On Friday, the State Bank of India (SBI) reported an 81 percent jump in net profit for the June ended quarter at Rs 4,189.34 crore when compared to Rs 2,312.20 crore in the same quarter last year.
The quarter includes an exceptional item, that is the net profit of Rs 1,367.27 crore from the sale of a certain portion of the lender's investment in SBI Life Insurance Company, it said. SBI's holding in the subsidiary has now been reduced to 55.50 percent from 57.60 percent.
Its net interest income (NII), that is the difference between interest earned and disbursed, was up 16 percent year-on-year for the quarter at Rs 26,641 crore.
The largest bank in India made lower provisions for the quarter at Rs 12,501.30 crore, which is 19 percent less than Rs 13,495.08 crore in the March quarter, but higher than Rs 9,182.94 crore in the same quarter last year.
Shares of SBI rose over 4% after the results were declared on Friday afternoon.
Speaking of the effect of the COVID-19 pandemic on its business, the public sector lender in a note said "the situation continues to be uncertain and SBI is evaluating the situation in an ongoing basis.
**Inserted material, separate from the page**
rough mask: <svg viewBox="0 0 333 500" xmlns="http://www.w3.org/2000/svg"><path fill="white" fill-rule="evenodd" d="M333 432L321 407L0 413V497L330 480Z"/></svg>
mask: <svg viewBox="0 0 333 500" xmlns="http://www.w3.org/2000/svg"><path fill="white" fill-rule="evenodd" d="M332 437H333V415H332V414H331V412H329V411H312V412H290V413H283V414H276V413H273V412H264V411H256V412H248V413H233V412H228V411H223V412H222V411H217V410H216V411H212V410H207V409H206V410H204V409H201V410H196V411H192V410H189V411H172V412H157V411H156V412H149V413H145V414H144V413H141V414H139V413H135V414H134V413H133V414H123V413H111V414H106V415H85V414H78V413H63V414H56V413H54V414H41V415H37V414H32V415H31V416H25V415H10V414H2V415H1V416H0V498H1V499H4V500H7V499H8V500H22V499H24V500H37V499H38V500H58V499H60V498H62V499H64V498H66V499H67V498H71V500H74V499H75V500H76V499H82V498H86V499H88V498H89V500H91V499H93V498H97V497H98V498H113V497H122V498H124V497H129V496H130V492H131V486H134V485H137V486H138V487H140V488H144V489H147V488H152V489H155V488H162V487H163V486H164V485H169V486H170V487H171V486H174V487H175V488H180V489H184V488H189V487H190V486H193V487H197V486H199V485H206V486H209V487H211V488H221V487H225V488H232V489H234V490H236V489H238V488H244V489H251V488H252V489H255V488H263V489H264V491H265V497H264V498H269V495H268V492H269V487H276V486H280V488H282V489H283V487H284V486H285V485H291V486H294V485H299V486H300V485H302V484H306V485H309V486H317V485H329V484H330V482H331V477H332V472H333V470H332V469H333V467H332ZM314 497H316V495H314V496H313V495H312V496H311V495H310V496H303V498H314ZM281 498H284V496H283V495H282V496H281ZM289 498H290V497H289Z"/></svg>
Major challenges for SBI would arise from extended working capital cycle and waning cash flows. Despite these conditions, there would not be any significant impact on the liquidity and profitability of SBI."
The bank made an additional provision of Rs 1,836 crore on account of COVID-19 during the first quarter of 2020-21. With this, its total provisions associated with the pandemic stood at Rs 3,008 crore as on 30 June 2020. Provision coverage ratio stood at 86.32 percent as of 30 June.
SBI's asset quality improved in the April-June period. Gross non-performing assets (NPAs) as a percentage of total advances declined to 5.44 percent in June ended quarter from 6.15 percent in March. Its net NPA was 1.88 percent from 2.23 percent in the previous quarter.